Leaving Manchester and heading to Windermere for a holiday, George (Ray Lovelock) stops at a petrol station. Edna (Christinie Galbo) backs her car into his motorcycle, so she gives him a lift as his bike needs to be repaired. They soon get lost and George decides to ask for directions while Edna waits in the car. He finds some men working out in a field using an experimental machine being tested by the government that kills insects and parasites, by using ultra sonic radiation that affects the nervous systems and makes them go mental, then attack each other. Meanwhile, back at the car, Edna is being bothered by some dead fellow.
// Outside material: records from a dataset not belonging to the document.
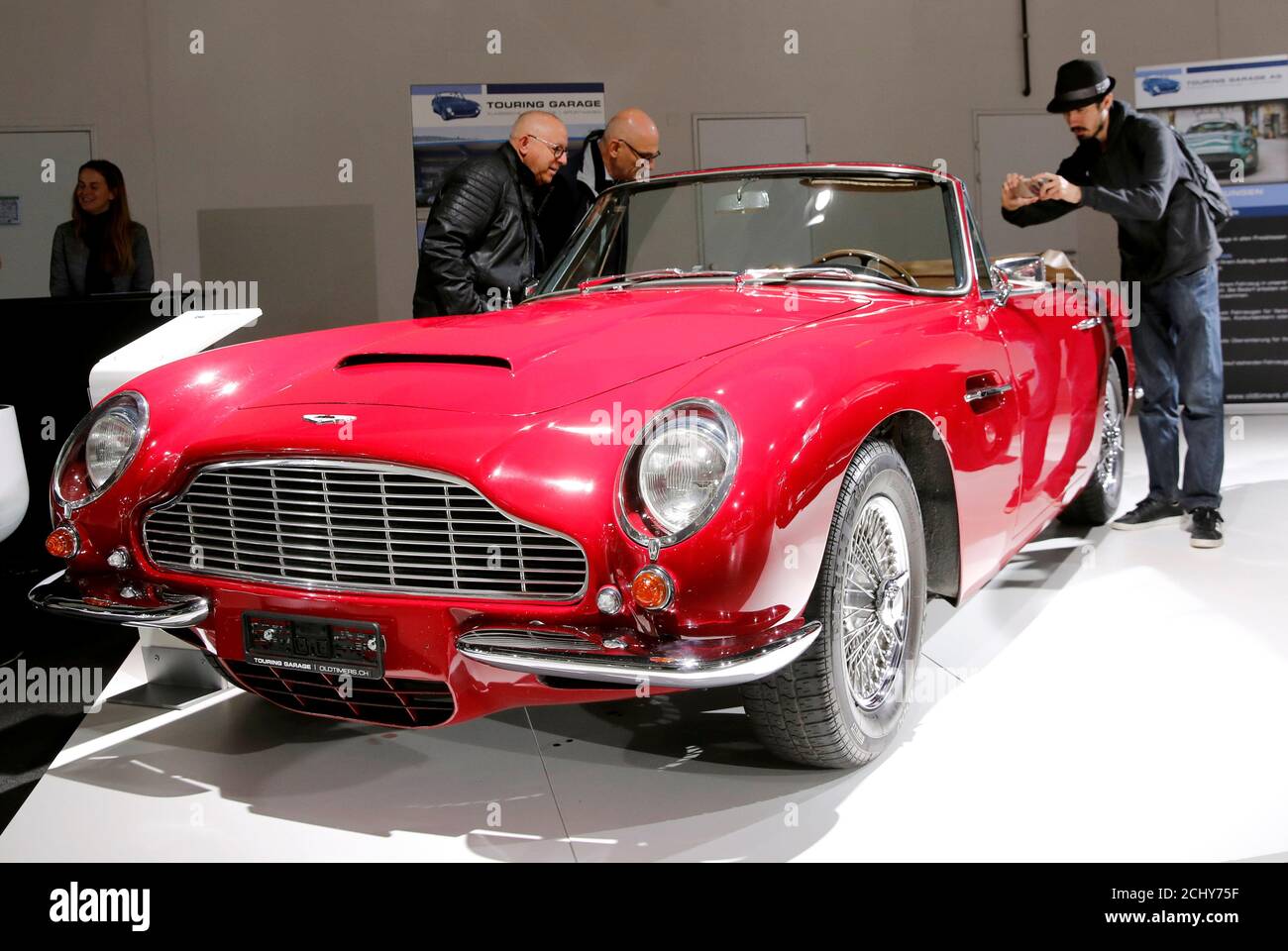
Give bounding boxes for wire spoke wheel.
[1096,381,1124,496]
[742,438,932,770]
[841,495,909,710]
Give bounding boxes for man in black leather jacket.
[412,112,568,317]
[537,108,662,259]
[1002,59,1231,548]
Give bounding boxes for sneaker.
[1190,508,1225,548]
[1109,497,1185,532]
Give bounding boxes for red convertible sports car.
[31,165,1132,767]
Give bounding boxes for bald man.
[538,108,662,263]
[412,112,568,317]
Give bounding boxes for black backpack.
[1172,129,1234,228]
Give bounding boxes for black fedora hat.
[1047,59,1115,112]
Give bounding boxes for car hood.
[242,286,871,415]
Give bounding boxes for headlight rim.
[51,389,150,511]
[613,397,742,548]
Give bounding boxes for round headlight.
[617,398,742,545]
[639,417,729,534]
[51,390,149,509]
[85,407,139,488]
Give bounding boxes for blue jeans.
[1130,262,1225,511]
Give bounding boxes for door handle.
[966,382,1013,403]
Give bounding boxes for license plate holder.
[242,611,385,680]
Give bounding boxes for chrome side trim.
[141,456,590,603]
[27,571,210,627]
[456,621,823,687]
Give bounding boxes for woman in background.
[49,158,152,297]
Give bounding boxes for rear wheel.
[1060,365,1125,524]
[742,441,926,770]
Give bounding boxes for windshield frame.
[524,163,975,303]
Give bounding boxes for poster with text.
[1136,55,1288,403]
[411,82,604,248]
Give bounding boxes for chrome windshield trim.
[522,162,976,304]
[139,456,591,604]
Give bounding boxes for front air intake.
[143,459,588,600]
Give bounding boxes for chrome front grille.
[143,459,587,600]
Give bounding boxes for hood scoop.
[335,353,514,372]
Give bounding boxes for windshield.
[536,168,966,294]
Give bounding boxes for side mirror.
[993,254,1046,283]
[988,264,1012,307]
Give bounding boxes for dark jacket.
[1002,102,1221,283]
[537,129,613,265]
[49,222,152,297]
[412,142,542,317]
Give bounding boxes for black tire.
[1060,364,1126,526]
[742,440,926,770]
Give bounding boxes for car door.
[980,241,1108,539]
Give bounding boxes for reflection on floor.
[0,416,1288,861]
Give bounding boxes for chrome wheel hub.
[1096,378,1124,496]
[841,495,910,710]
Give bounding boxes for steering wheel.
[814,248,921,287]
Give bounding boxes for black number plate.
[242,613,385,680]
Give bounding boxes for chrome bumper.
[456,621,821,687]
[27,571,210,627]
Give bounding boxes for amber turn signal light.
[631,565,675,611]
[46,524,80,558]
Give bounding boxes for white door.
[0,129,90,297]
[971,112,1083,263]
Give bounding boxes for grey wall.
[0,0,1288,325]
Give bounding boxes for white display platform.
[0,416,1288,861]
[89,307,265,406]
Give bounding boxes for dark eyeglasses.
[528,133,568,158]
[617,139,662,162]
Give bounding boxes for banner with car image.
[411,82,604,248]
[1136,54,1288,403]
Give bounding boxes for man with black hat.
[1002,59,1229,548]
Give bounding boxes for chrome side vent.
[143,459,588,600]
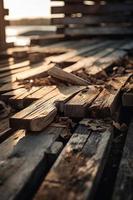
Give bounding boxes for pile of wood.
[51,0,133,37]
[0,0,9,52]
[0,35,133,200]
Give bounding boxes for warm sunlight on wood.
[4,0,50,19]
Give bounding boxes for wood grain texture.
[112,119,133,200]
[34,119,112,200]
[0,127,66,200]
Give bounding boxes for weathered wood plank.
[64,26,133,36]
[48,67,88,86]
[9,86,56,109]
[0,88,27,102]
[0,127,66,200]
[88,74,131,117]
[0,60,30,73]
[51,14,133,25]
[64,41,126,72]
[85,50,127,75]
[0,82,24,94]
[10,86,84,131]
[122,76,133,107]
[47,40,109,63]
[0,62,54,83]
[122,92,133,107]
[112,119,133,200]
[64,86,101,118]
[51,3,133,14]
[34,120,112,200]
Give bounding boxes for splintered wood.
[34,119,112,200]
[0,127,66,200]
[10,86,84,131]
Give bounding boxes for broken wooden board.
[64,41,126,72]
[122,92,133,107]
[34,120,113,200]
[10,86,84,131]
[47,40,109,63]
[112,119,133,200]
[65,25,133,37]
[48,67,88,86]
[64,86,102,118]
[0,60,30,73]
[0,62,54,83]
[85,50,127,76]
[8,86,57,109]
[0,127,66,200]
[0,118,13,143]
[88,74,131,118]
[0,82,24,94]
[122,76,133,107]
[0,88,27,102]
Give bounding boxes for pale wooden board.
[112,119,133,200]
[88,74,131,117]
[65,25,133,37]
[0,62,54,83]
[9,86,56,109]
[64,41,126,72]
[0,82,24,94]
[10,86,84,131]
[0,127,66,200]
[48,67,88,86]
[64,86,102,118]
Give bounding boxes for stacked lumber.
[0,126,67,200]
[112,119,133,200]
[34,119,113,200]
[122,77,133,107]
[51,0,133,37]
[10,86,84,131]
[0,0,8,51]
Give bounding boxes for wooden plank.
[122,92,133,107]
[112,119,133,200]
[122,76,133,107]
[0,66,31,79]
[48,67,88,86]
[85,49,127,75]
[0,62,54,83]
[0,60,30,73]
[64,86,101,118]
[0,88,27,102]
[51,3,133,14]
[64,41,126,72]
[51,14,133,25]
[34,120,113,200]
[88,74,131,117]
[10,86,84,131]
[0,127,66,200]
[9,86,56,109]
[0,82,24,94]
[64,26,133,36]
[47,40,109,63]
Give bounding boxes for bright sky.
[4,0,50,19]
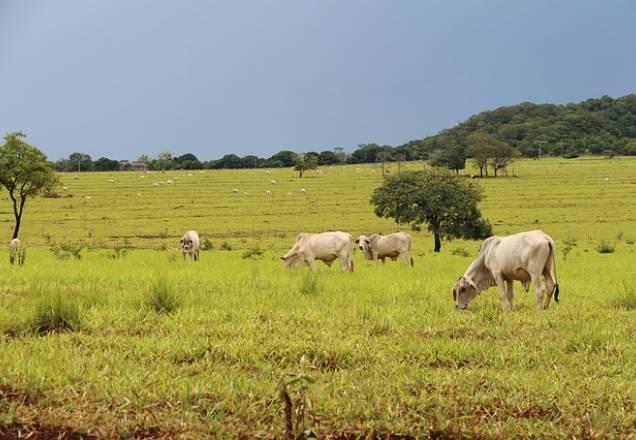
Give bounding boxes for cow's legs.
[543,269,556,309]
[307,257,318,272]
[532,275,545,310]
[494,274,512,312]
[506,280,514,309]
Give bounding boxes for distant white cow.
[179,231,201,261]
[453,230,559,310]
[356,232,413,266]
[281,231,353,272]
[9,238,26,266]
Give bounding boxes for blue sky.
[0,0,636,160]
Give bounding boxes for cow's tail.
[548,240,559,303]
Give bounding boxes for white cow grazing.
[179,231,201,261]
[356,232,413,266]
[281,231,353,272]
[453,230,559,310]
[9,238,25,266]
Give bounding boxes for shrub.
[612,280,636,310]
[49,243,86,260]
[108,246,128,260]
[300,271,318,295]
[146,278,181,315]
[201,238,214,251]
[451,248,470,257]
[594,240,615,254]
[32,294,81,335]
[241,248,265,260]
[561,237,576,261]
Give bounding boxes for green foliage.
[612,280,636,310]
[49,242,86,260]
[108,245,128,260]
[241,248,265,260]
[371,170,492,252]
[146,278,181,315]
[294,153,318,178]
[561,237,577,261]
[594,240,616,254]
[0,131,58,238]
[300,271,319,295]
[201,237,214,251]
[451,248,470,257]
[412,94,636,157]
[31,294,82,334]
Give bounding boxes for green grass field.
[0,158,636,439]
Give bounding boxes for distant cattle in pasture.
[179,231,201,261]
[356,232,413,266]
[281,231,353,272]
[9,238,26,266]
[453,230,559,310]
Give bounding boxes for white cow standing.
[9,238,26,266]
[453,230,559,310]
[281,231,353,272]
[179,231,201,261]
[356,232,413,266]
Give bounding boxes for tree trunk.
[9,194,26,239]
[433,232,442,252]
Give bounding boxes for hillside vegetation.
[412,94,636,157]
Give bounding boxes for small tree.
[490,142,519,177]
[371,170,492,252]
[294,153,318,178]
[0,131,58,238]
[466,133,496,177]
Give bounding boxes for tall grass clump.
[146,278,181,315]
[31,294,82,335]
[300,271,318,295]
[594,240,616,254]
[612,280,636,310]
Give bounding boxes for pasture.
[0,158,636,439]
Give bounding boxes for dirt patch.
[0,424,97,440]
[0,384,35,405]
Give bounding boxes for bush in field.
[108,246,128,260]
[32,294,81,335]
[371,170,492,252]
[146,278,181,315]
[594,240,616,254]
[561,237,576,261]
[49,243,85,260]
[201,238,214,251]
[300,271,318,295]
[451,248,470,257]
[612,280,636,310]
[241,248,265,260]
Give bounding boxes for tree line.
[55,94,636,176]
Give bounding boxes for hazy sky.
[0,0,636,160]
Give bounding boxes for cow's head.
[453,277,478,310]
[179,237,192,252]
[356,235,371,252]
[280,243,303,269]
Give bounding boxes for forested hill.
[418,94,636,157]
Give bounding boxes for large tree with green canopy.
[371,170,492,252]
[0,131,58,238]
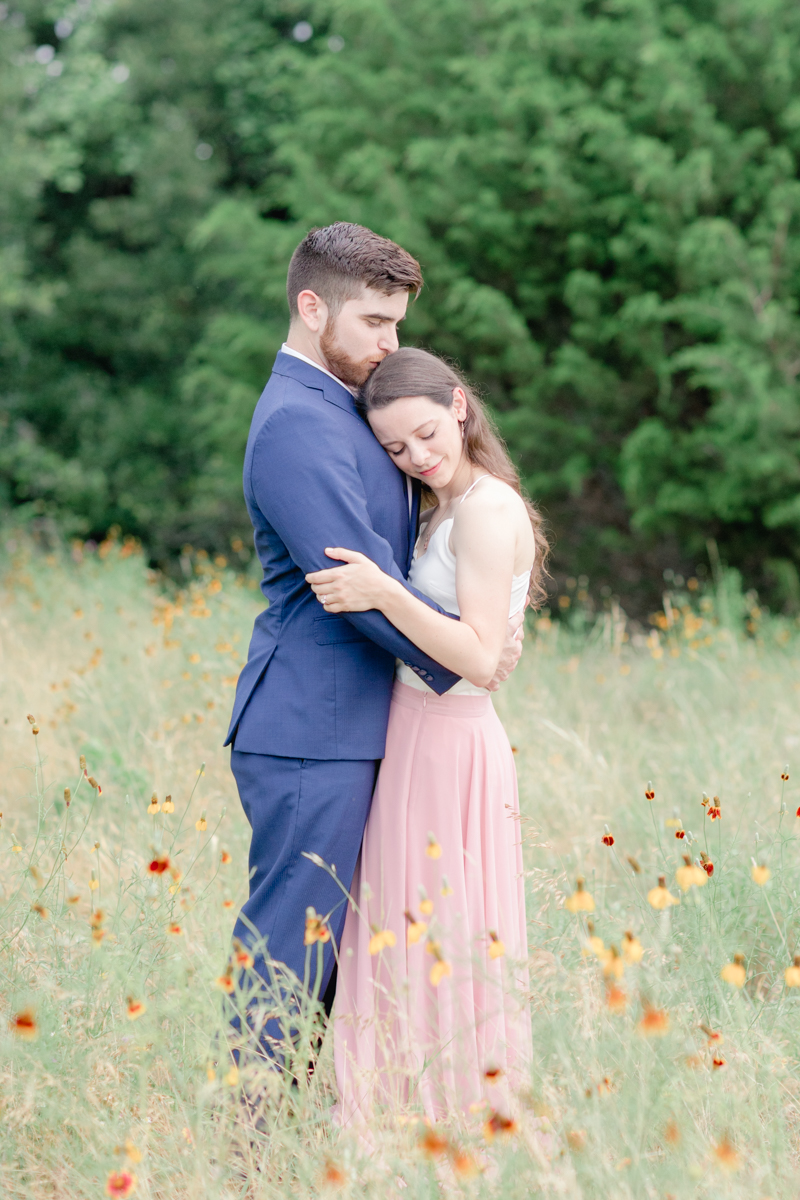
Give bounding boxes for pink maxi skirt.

They go to Edna's sister's place to stay for the night but they find her sister Katie (Jeannine Mestre) hysterical, as her husband Martin (Jose Lifante) is dead. George and Edna battle to survive in a countryside crawling with Zombies, and avoiding the police that blame them for the deaths left in the zombies wake. The action culminates in the local hospital which is overrun with the living dead.

 

 

   



The living dead at Manchester morgue, aka Let sleeping corpses lie, is a Spanish/Italian production set in the English countryside, beautifully shot in some lovely locations. The film is obviously influenced by Night of the Living Dead, the director openly admits it, but it has enough strengths and originality to stand on it’s own. It was one of the very first gory zombie movies and some of the effects still look effective today, a scene where one of the zombies rips off the hospital receptionist’s breast springs to mind. Giuliano Sorgini’s soundtrack is very evocative of the period and the performances are enjoyable, especially Ray Lovelock as the cocky George and Arthur Kennedy as the cranky inspector . I've long been a fan of The living dead at Manchester morgue, some 30 years on it’s still a zombie classic in my books.  S.J.T.